Two Mute Swans made their way through the thin ice on the Long Water to get to the edge, where someone was feeding the birds.

The freezing conditions have made all the Great Crested Grebes fly away to the Thames, except for these two which were poking around a possible nest site under the collapsed willow tree near the bridge. There is still enough clear water for their long takeoff run, so they can fly out tonight if they want to.

Little Grebes are less worried about being iced in, since they can take off from a run of only 3 feet. The pair were under the same tree, calling to each other.

Three Cormorants have remained on the lake, and were fishing under the bridge.

The Grey Herons on the lowest nest were looking into their nest as if they were still interested.

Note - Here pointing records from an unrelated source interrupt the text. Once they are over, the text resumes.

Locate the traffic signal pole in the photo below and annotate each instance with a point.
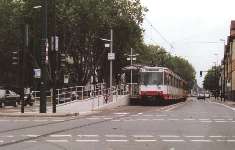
(44, 42)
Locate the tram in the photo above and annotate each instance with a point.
(161, 85)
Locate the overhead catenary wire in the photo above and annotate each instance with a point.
(159, 33)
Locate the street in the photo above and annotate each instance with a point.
(191, 125)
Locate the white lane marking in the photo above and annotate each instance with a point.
(7, 136)
(160, 115)
(57, 141)
(158, 119)
(121, 113)
(173, 119)
(20, 120)
(225, 140)
(60, 135)
(194, 136)
(145, 140)
(218, 119)
(224, 105)
(40, 120)
(169, 136)
(58, 120)
(31, 135)
(143, 119)
(89, 135)
(189, 119)
(117, 140)
(204, 119)
(115, 135)
(147, 115)
(201, 140)
(31, 141)
(87, 140)
(4, 120)
(164, 140)
(116, 120)
(108, 118)
(221, 121)
(217, 136)
(142, 136)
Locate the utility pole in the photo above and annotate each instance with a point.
(44, 43)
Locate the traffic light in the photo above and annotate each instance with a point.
(15, 57)
(200, 73)
(62, 60)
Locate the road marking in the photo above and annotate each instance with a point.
(87, 140)
(217, 136)
(4, 120)
(93, 118)
(147, 115)
(116, 140)
(40, 120)
(121, 113)
(173, 119)
(115, 135)
(7, 136)
(169, 136)
(189, 119)
(89, 135)
(31, 135)
(57, 135)
(20, 120)
(221, 121)
(108, 118)
(145, 140)
(143, 136)
(58, 120)
(194, 136)
(225, 140)
(116, 120)
(57, 141)
(224, 105)
(201, 140)
(158, 119)
(164, 140)
(206, 121)
(31, 141)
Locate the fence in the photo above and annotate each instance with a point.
(69, 94)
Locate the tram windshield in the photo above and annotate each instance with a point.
(151, 78)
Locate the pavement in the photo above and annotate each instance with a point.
(193, 125)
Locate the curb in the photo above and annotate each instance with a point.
(38, 114)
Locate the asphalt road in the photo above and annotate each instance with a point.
(193, 125)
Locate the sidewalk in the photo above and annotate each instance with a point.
(227, 102)
(73, 108)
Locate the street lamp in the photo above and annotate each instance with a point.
(132, 57)
(111, 58)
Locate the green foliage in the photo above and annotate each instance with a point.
(211, 80)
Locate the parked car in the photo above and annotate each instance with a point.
(9, 98)
(201, 96)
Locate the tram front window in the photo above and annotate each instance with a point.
(151, 78)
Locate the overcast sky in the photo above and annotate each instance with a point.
(193, 27)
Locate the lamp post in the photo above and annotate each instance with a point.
(131, 58)
(111, 58)
(44, 58)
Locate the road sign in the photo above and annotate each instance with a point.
(37, 73)
(111, 56)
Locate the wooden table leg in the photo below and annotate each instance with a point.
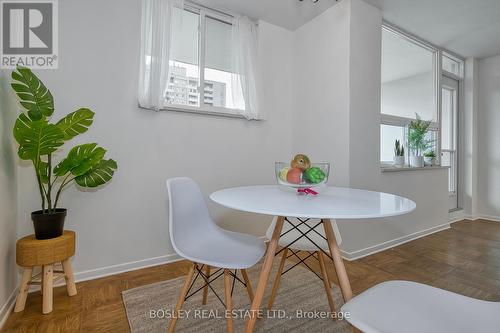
(48, 279)
(345, 285)
(264, 274)
(205, 289)
(23, 289)
(229, 301)
(69, 276)
(277, 280)
(326, 282)
(182, 298)
(248, 284)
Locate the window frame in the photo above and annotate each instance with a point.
(203, 108)
(438, 73)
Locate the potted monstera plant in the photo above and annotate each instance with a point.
(418, 141)
(39, 140)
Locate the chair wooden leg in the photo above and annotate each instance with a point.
(69, 276)
(228, 299)
(48, 279)
(277, 280)
(345, 285)
(23, 289)
(182, 297)
(264, 275)
(205, 290)
(326, 282)
(247, 282)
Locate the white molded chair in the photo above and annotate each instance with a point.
(197, 238)
(291, 241)
(410, 307)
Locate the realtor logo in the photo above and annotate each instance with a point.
(29, 33)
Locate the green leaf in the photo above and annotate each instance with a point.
(98, 175)
(36, 137)
(80, 160)
(43, 171)
(76, 123)
(34, 96)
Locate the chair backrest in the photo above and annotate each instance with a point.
(189, 218)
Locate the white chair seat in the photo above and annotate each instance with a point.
(226, 249)
(410, 307)
(303, 244)
(196, 237)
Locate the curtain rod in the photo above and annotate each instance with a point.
(222, 12)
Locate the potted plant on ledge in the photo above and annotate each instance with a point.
(417, 141)
(430, 158)
(399, 154)
(39, 140)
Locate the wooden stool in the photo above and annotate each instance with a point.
(32, 252)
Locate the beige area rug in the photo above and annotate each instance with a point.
(301, 294)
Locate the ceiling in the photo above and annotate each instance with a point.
(470, 28)
(289, 14)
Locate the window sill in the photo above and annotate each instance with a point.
(206, 110)
(391, 168)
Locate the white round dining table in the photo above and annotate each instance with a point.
(330, 203)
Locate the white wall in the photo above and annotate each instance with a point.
(488, 189)
(352, 140)
(127, 220)
(8, 197)
(321, 91)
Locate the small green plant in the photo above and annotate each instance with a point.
(417, 132)
(399, 150)
(430, 153)
(39, 140)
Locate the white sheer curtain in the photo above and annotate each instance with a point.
(157, 39)
(244, 78)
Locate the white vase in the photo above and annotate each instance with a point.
(429, 161)
(416, 161)
(399, 161)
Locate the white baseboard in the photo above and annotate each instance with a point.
(7, 307)
(125, 267)
(358, 254)
(487, 217)
(130, 266)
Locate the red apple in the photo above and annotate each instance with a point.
(294, 176)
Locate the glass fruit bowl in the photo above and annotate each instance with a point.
(315, 175)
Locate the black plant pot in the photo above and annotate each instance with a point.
(48, 225)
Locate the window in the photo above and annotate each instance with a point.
(202, 58)
(408, 88)
(453, 65)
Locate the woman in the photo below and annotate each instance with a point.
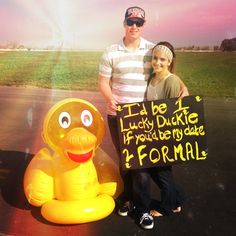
(164, 84)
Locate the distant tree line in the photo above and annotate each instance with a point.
(226, 45)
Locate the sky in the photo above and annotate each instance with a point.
(95, 24)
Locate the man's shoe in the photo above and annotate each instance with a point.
(126, 209)
(146, 221)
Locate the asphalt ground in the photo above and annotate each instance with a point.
(210, 208)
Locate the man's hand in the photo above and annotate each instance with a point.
(183, 92)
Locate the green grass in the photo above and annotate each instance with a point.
(208, 74)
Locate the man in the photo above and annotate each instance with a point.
(123, 74)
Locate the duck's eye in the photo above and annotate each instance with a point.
(86, 118)
(64, 120)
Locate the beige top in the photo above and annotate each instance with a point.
(168, 87)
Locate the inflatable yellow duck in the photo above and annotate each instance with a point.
(78, 181)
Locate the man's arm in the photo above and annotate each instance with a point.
(105, 89)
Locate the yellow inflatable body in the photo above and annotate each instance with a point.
(78, 181)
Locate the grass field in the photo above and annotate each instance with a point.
(210, 74)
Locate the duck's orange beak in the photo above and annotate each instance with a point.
(79, 145)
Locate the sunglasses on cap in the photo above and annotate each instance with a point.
(131, 22)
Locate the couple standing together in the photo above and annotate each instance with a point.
(135, 70)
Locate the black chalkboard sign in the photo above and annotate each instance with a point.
(162, 132)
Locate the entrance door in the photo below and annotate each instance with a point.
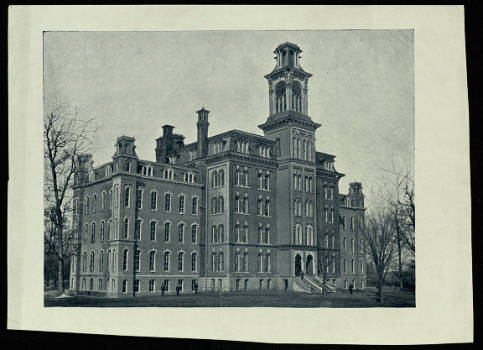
(309, 266)
(298, 265)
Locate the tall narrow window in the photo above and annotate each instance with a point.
(152, 260)
(221, 233)
(124, 259)
(194, 233)
(137, 260)
(126, 228)
(139, 199)
(181, 233)
(181, 204)
(167, 202)
(152, 235)
(137, 229)
(166, 261)
(194, 208)
(166, 231)
(127, 197)
(180, 261)
(193, 261)
(154, 200)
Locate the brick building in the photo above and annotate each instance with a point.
(234, 211)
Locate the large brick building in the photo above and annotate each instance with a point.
(234, 211)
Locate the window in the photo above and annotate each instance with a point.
(91, 264)
(102, 231)
(154, 200)
(126, 228)
(214, 235)
(180, 261)
(181, 204)
(221, 204)
(221, 262)
(137, 260)
(94, 203)
(103, 201)
(221, 176)
(181, 233)
(101, 261)
(221, 233)
(139, 199)
(153, 231)
(93, 233)
(86, 211)
(137, 229)
(167, 202)
(194, 208)
(166, 261)
(166, 231)
(127, 196)
(152, 261)
(194, 233)
(194, 261)
(124, 259)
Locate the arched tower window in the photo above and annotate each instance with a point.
(280, 97)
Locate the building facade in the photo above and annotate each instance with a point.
(231, 212)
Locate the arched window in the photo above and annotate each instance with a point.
(137, 260)
(221, 175)
(280, 97)
(152, 261)
(166, 261)
(154, 200)
(181, 233)
(181, 204)
(221, 204)
(102, 231)
(126, 228)
(194, 233)
(152, 233)
(245, 262)
(180, 261)
(221, 262)
(260, 207)
(93, 233)
(266, 238)
(194, 256)
(237, 262)
(167, 202)
(221, 233)
(86, 211)
(125, 259)
(91, 264)
(127, 197)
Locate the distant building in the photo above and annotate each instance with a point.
(231, 212)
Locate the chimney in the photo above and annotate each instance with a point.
(202, 126)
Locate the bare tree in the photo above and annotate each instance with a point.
(379, 235)
(65, 136)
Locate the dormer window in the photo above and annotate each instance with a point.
(168, 174)
(147, 170)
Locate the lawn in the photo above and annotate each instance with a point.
(393, 297)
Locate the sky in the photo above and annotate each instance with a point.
(132, 83)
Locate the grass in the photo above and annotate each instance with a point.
(393, 297)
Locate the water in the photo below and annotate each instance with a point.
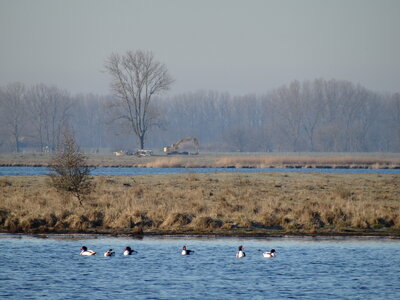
(40, 171)
(305, 268)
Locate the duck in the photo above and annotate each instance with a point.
(270, 253)
(128, 251)
(186, 251)
(109, 253)
(240, 253)
(86, 252)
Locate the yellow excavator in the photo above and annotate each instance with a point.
(174, 148)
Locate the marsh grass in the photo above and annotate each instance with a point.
(223, 160)
(207, 203)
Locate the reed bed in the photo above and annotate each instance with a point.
(226, 160)
(226, 204)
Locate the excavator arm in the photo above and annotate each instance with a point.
(174, 148)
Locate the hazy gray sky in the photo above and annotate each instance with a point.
(226, 45)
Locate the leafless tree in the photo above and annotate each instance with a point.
(49, 111)
(136, 78)
(13, 111)
(69, 170)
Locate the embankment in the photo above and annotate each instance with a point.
(225, 160)
(220, 204)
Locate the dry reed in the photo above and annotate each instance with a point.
(261, 203)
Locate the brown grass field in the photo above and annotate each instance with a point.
(225, 160)
(261, 204)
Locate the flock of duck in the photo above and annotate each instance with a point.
(185, 251)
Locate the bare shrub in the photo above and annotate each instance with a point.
(70, 172)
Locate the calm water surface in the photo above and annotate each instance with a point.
(40, 171)
(305, 268)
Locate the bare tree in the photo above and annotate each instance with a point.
(49, 111)
(12, 107)
(70, 172)
(136, 78)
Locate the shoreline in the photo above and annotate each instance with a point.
(215, 204)
(223, 160)
(91, 235)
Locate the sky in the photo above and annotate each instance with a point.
(233, 46)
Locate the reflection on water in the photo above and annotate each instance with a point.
(304, 268)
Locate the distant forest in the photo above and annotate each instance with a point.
(319, 115)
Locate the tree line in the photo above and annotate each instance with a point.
(317, 115)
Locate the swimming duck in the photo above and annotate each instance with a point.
(240, 253)
(270, 253)
(186, 251)
(109, 253)
(128, 251)
(86, 252)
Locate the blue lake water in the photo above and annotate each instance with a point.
(305, 268)
(40, 171)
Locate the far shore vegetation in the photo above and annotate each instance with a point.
(224, 160)
(245, 204)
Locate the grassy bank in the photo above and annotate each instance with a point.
(226, 204)
(225, 160)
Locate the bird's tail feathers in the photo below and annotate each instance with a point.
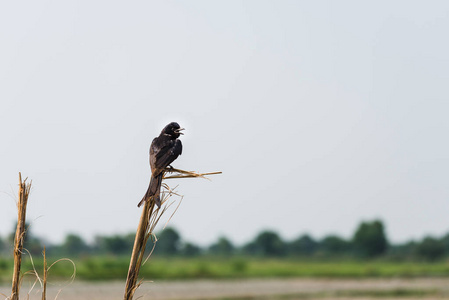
(153, 191)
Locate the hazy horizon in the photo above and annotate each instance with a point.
(319, 114)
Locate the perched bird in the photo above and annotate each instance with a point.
(163, 151)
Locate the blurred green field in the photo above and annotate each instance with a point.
(108, 268)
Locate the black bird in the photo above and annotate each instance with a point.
(164, 150)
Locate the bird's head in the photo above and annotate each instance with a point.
(173, 129)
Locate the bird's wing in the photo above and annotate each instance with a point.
(167, 155)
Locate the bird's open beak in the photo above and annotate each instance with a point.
(179, 130)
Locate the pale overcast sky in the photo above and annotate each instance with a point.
(319, 113)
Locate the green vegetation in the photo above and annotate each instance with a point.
(105, 268)
(366, 254)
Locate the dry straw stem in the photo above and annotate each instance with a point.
(24, 191)
(148, 220)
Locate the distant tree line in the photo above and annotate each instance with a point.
(368, 241)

Last year a late cold spell forced this pair to abandon their eggs.

The morning sunshine brought out Little Owls in all three of the usual trees: the horse chestnut near the Queen's Temple ...

... the oak near the Albert Memorial ...

... and the lime on the hill above the Henry Moore sculpture.

Tom got this spectacular picture of a Short-Eared Owl at Harefield, near Harrow.

When birds bank steeply they keep their head horizontal, unlike human pilots.

One of the Peregrines, I think the male, was preening in its usual place on the barracks tower.

A Rose-Ringed Parakeet was hanging around the big hole in one of the two plane trees near the boathouses. This is bad news for the Starlings which usually nest there.

A small flock of Redwings twittered gently in a tree on the Parade Ground.

A Pied Wagtail sprinted around the newly turned earth where the area is being returfed. This is a male, with a black back.

Another rummaged in the debris washed up on the shore of the Serpentine. This is a female, with a grey back.

A Long-Tailed Tit was poking round on the ground in the woodland on the east side of the Long Water.

You don't generally see these birds on the ground unless they are collecting feathers for their nests. But there are peanut shells in the foreground where someone has been feeding the squirrels, and the tit may have been looking for leftover bits of nut.


  1. This is the first time I have seen a Long-Tailed Tit foraging on the ground. Was it alone? Strange to see these family birds on their own.

    I love watching icebreaking Swans. So much strength and power coupled with such grace of movement (yeah, fangirling again).

    The Little Owl in the chestnut tree is looking plenty blissful.

    1. It was a small group of Long-Tailed Tits. A couple of them were flying down from low branches to the ground. There must have been something edible there. I looked carefully but couldn't see what it was.